Por um lado, opõem-se a ações militares do Hezbollah e à forma como o grupo implementou um Estado paralelo em áreas do país. Ao mesmo tempo, condenam a invasão e os ataques israelenses ao Líbano
Umas das mais poderosas figuras políticas cristãs libanesas e maior crítico ao Hezbollah em Beirute, Samir Geagea faz questão de condenar os bombardeios de Israel ao Líbano. Acrescenta não querer ver a destruição grupo xiita na atual guerra, embora defenda uma redução da hegemonia internamente. Outro grande líder cristão libanês, Gebran Bassil, aliado político, embora não ideológico, da organização apoiada pelo Irã, critica com ainda mais dureza os ataques de Israel ao país. Preferido dos EUA para ser presidente, o comandante das Forças Armadas, Joseph Aoun, segue na mesma linha e mantém distância dos israelenses.
Essas lideranças cristãs maronitas representam o atual sentimento de muitos libaneses, independentemente da religião. Por um lado, podem se opor a ações militares do Hezbollah e à forma como o grupo implementou um Estado paralelo em áreas do país. Ao mesmo tempo, condenam a invasão e os ataques israelenses ao Líbano, que passaram a atingir áreas sem nenhuma relação com o grupo xiita e mataram centenas de civis inocentes.

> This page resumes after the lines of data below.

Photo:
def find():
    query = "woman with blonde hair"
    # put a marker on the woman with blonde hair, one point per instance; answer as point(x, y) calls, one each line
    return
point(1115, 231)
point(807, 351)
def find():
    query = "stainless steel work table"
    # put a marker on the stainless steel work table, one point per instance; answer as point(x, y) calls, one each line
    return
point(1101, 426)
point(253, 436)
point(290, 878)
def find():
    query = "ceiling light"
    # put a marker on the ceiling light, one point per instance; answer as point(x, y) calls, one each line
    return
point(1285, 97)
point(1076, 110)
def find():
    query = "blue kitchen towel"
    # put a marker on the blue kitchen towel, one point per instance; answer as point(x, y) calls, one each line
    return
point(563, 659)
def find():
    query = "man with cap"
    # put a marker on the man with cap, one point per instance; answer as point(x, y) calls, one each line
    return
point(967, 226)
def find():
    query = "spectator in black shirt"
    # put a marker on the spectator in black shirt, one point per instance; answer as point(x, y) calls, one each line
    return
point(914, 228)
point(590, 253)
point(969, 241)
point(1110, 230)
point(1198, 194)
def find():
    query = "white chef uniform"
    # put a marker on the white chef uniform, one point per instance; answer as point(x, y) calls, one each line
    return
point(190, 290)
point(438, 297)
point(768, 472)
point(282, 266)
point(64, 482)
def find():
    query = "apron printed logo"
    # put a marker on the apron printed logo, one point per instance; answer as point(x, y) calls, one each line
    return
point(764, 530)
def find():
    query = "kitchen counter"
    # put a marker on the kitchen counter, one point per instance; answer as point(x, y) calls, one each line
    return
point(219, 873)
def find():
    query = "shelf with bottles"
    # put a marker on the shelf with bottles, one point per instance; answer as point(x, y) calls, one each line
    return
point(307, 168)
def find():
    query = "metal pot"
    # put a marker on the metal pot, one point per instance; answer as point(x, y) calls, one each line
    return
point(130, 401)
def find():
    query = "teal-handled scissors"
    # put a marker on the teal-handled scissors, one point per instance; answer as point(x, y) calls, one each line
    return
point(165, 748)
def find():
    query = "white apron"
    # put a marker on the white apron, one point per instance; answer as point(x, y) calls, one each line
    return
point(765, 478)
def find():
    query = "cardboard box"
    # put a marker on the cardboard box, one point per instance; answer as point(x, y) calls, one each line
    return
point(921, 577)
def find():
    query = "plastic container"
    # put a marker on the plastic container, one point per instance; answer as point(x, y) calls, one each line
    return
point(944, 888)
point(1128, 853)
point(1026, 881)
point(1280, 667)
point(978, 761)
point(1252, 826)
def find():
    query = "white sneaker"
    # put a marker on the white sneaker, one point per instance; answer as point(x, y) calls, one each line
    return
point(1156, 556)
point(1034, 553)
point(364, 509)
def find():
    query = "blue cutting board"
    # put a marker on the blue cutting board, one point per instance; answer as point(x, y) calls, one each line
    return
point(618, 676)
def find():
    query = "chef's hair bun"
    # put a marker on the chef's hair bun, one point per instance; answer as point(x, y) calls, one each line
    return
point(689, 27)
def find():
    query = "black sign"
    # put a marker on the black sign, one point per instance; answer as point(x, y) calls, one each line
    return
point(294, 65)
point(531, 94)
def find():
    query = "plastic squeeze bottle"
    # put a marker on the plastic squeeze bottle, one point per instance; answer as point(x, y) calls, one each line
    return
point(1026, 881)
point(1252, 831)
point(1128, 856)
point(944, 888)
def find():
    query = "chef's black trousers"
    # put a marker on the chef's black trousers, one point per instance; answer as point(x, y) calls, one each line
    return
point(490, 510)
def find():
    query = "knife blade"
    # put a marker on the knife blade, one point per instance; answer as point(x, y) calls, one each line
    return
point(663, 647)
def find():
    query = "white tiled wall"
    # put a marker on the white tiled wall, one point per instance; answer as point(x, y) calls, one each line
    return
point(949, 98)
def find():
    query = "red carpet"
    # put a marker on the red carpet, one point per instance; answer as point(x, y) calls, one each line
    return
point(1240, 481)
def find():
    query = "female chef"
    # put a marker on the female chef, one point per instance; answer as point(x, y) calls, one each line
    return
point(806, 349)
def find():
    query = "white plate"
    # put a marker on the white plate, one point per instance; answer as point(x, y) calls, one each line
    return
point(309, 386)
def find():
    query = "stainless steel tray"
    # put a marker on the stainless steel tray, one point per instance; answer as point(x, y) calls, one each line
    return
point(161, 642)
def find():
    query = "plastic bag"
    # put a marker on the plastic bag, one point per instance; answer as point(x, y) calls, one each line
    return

Um dos recentes bombardeios de Israel atingiu o pequeno vilarejo cristão maronita de Aitou, no norte, a mais de 100km da fronteira com o território israelense e em uma região sem presença do Hezbollah – qualquer um que conhece o Líbano sabe que se trata de uma área cristã sem ligação com o grupo. No ataque sem aviso de Israel, 21 pessoas morreram, incluindo crianças. Assim como a quase totalidade dos habitantes, as vítimas eram cristãs maronitas, que seguem uma vertente do cristianismo de rito siríaco e em comunhão com o Vaticano. A ação naturalmente gerou repúdio entre os cristãos libaneses de diferentes denominações, que representam cerca de 40% da população.
Cenário atual
O atual cenário no Líbano em relação aos cristãos difere bastante de quando Israel invadiu o país em 1982. Na época, os israelenses tinham aliados poderosos entre os cristãos. O carismático Bashir Gemayel, que viria a ser eleito presidente, mantinha boas relações com o então ministro da Defesa israelense, Ariel Sharon. A ligação era profunda e ficou escancarada após o líder cristão maronita libanês ser morto em atentado terrorista antes mesmo de assumir a Presidência.
O ataque foi cometido por um grupo cristão libanês aliado da Síria, mas inicialmente atribuíram a ação a milícias palestinas. Revoltados, os seguidores de Bashir decidiram se vingar. Conhecidos como falangistas por integrarem a milícia/partido Falange (Kataeb, em árabe), fundada com inspiração no fascismo, esses milicianos cristãos maronitas mataram centenas de civis no massacre de Sabra e Chatila. Israel controlava esses campos e não fez nada para impedir as atrocidades cometidas por seus aliados.
O episódio gerou repúdio internacional, e os EUA pressionaram Israel a sair de Beirute. Os israelenses recuaram, mas mantiveram a ocupação do sul do país para lutar contra milícias palestinas, em aliança com uma milícia cristã local chamada Exército do Sul do Líbano, derivada da Falange, e liderada primeiro por Saad Haddad e depois por Antoine Lahad. Foram 18 anos de presença israelense na região até serem derrotados pelo antes inexistente Hezbollah.
Desta vez, o premier Benjamin Netanyahu não terá ninguém para apoiar suas ações militares no Líbano. Além da devastação provocada nos bombardeios israelenses, o primeiro-ministro, já visto como um pária em muitas partes do mundo, apenas provoca o aumento o sentimento anti-Israel no Líbano, mesmo entre aqueles que também são anti-Hezbollah.